Re-entry, relaunching, returning. On-ramps and career tracks. Sounds like we're either going into orbit or you're going back to work. You left your job (and maybe even your schooling) for a while to take care of your family. And now, things have changed. Or maybe you've already found a job, but due to your family responsibilities or lack of confidence, you're working beneath your abilities and you feel capable of more.
You haven't worked outside the home for months, or more likely, years. You know you've got some skills, but you worry that the ones that might appeal to an employer are buried beneath years of dirty dishes. You've checked the classifieds, but they all ask for experience and references. You don't have much of either. You aren't sure how employers will feel about the big gap in your résumé, and you aren't even sure you want to work in the same type of job as the one you left, anyway.
If you're considering returning to work sometime in the future, here are some strategies to consider (and here and here are some more to check out):
- Figure out what you really want to do, what you're good at, and what kind of education and experience you have. If you're not sure what you want to do, your nearest LDS Employment Center is a good place to start. There are also some great books and community resources out there to help you figure out where your passion lies (I recommend What Color Is Your Parachute?).
- Make connections. Tell everyone you know, both in person and through social media, that you're looking for work in a specific field. An acquaintance may not know of a job opening, but he or she might know someone who does.
- Volunteer strategically. Find a volunteer position that's related to the position you want.
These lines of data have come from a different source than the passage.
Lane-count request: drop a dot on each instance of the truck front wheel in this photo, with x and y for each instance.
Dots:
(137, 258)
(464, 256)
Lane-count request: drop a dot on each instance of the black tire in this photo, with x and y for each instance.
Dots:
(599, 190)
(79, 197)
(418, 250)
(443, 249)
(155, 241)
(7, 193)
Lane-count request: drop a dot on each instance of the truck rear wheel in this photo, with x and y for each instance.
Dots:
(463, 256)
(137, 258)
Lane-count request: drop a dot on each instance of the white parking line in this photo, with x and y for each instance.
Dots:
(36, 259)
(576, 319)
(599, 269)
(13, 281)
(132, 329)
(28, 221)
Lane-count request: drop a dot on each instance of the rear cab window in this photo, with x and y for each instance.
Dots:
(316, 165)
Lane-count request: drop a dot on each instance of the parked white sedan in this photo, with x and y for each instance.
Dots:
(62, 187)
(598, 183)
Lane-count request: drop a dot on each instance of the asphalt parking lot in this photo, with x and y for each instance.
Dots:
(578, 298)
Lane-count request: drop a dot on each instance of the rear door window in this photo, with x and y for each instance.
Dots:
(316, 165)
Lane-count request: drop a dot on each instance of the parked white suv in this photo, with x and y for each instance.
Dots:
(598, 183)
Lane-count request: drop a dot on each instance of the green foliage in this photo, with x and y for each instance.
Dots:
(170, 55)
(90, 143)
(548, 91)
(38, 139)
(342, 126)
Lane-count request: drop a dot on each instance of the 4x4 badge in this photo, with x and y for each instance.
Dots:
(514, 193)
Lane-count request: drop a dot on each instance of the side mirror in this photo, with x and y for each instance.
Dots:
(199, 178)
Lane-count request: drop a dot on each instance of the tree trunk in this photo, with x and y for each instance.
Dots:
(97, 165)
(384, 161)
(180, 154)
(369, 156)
This will increase and update your skills, provide you a bigger network of people in the field, allow you to serve others, and could eventually translate into a paid position. Volunteering is especially helpful if you're not ready to commit to a job yet--volunteer positions generally require less time than paid ones.
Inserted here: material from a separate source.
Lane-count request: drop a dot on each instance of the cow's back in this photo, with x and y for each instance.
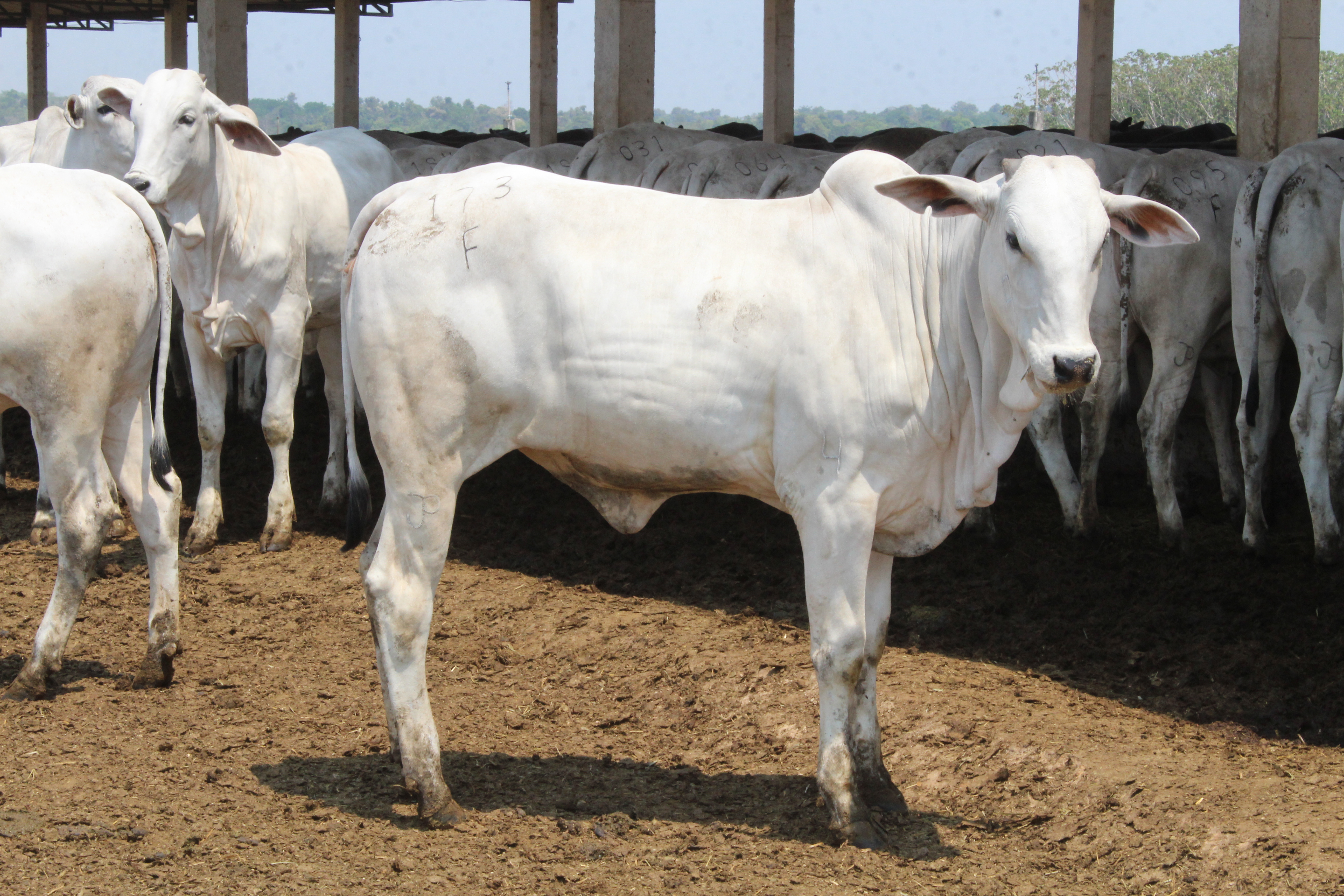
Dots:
(93, 302)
- Invest in yourself. Going back to school can pay off later on. You might find a program with evening or online classes (check your school's website), and you might even find financial assistance if you look carefully. U.S. citizens and permanent residents may be eligible for Pell grants--there is no age limitation on these grants, and they don't have to be repaid. Many colleges and universities offer a range of scholarships, so check to see which ones you qualify for.
- Attend seminars, job fairs, and other events for your prospective industry. Is there a group in your area for people who are looking for work? Does your alumni association have groups close by or online? Read up on the latest developments, both for your industry and for the specific company you want to work for before you interview.
- Don't limit yourself. Don't discredit or downplay your abilities, your education, or your time at home. Even if your decisions have not given you direct experience relevant to the job you want, they have given you valuable skills and helped your personal development. Think carefully about what you've learned from your schooling, paid work, volunteer work, church work, and parenting, and how those skills could apply to a work setting. Be sure to phrase them in businesslike terms. And be open to paths you may not have considered, such as starting a business when you've always been an employee or vice-versa.
- Get inspired by other people's success stories.